Emmanuel has concluded that he would prefer to die at age 75. In his view, that is plenty long enough to have lived a full and rich life with a satisfying career, a good marriage and a thriving family, including grandchildren.

It seems at first, to be a curious position for someone who opposes suicide, assisted or otherwise. But his argument is not that he refuses to live beyond 75.  Rather, he has decided that as he approaches 75, he will cease taking pro-active steps to retard aging or prolong his life. No flu shots, vitamins, or anti-biotics. No screening exams. No surgical or mechanical (e.g., a pacemaker) interventions. No chemotherapy.  No drugs (e.g., statins or blood pressure meds) to keep his bodily functions performing as if he was still young.

The only medical treatment he will consider is palliative care, if he needs it to keep him comfortable toward the end.
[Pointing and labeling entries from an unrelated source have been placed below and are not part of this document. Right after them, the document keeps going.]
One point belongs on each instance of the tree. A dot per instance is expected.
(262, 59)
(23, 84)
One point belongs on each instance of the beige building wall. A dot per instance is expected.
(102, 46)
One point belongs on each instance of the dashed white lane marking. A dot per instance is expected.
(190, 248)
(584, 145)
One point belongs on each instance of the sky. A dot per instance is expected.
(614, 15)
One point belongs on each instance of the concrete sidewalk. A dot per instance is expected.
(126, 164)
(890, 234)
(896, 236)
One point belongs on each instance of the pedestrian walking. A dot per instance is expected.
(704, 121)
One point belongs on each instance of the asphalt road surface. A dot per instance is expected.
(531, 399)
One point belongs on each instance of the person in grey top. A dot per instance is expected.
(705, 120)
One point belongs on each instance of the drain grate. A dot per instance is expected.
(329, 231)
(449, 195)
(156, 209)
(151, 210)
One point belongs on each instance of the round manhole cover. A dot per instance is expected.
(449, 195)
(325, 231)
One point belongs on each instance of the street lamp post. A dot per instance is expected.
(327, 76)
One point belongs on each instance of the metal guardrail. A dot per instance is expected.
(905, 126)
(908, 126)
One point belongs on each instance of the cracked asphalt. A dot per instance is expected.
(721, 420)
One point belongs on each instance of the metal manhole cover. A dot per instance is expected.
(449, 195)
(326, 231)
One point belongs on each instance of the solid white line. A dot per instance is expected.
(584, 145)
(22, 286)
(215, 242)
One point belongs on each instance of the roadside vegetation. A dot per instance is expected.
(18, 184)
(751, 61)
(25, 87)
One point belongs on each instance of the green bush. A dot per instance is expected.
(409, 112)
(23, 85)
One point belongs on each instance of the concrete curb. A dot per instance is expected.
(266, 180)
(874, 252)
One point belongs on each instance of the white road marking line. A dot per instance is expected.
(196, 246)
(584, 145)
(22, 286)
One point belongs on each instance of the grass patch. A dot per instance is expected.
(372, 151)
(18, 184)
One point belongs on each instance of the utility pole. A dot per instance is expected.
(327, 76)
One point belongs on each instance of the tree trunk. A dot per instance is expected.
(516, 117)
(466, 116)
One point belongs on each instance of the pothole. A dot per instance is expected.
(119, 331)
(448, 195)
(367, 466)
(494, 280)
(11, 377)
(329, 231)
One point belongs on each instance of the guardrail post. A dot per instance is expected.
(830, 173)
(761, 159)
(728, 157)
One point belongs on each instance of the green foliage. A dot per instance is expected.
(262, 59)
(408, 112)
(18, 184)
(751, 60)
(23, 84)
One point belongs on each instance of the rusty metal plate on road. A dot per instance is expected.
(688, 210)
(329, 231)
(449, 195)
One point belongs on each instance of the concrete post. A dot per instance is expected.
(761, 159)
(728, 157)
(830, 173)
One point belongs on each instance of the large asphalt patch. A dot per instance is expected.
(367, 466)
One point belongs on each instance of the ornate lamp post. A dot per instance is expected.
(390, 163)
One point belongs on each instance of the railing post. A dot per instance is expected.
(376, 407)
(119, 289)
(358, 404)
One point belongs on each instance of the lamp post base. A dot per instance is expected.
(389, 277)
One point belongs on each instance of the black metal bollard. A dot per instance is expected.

In his words, “I will die when whatever comes first takes me.” This is, of course, what mankind has done for thousands of years … until medical technology took over the management of aging and death in the mid-1900’s.

I find his argument compelling, although I’m not sure 75 is the age I’d choose.  Perhaps 80 or 85.

And I also find myself pondering the boundaries of palliative care. Shouldn’t it include the repair—surgical, pharmaceutical or mechanical— of traumatic events that diminish the quality of life but will not kill you? A broken arm or leg?  A case of poison ivy. A hernia. And what about diet and exercise? Eating properly is its own reward, just in how you feel, regardless of its long-term benefits for your health.  Similarly, exercise stimulates brain chemicals that make you feel better, mentally and physically. Should I stop doing it simply because it has the age defying-ability to preserve muscle tone and bone density?

What would you do?

P.S. Emmanuel explicitly reserves the right to change his mind at any point along the way!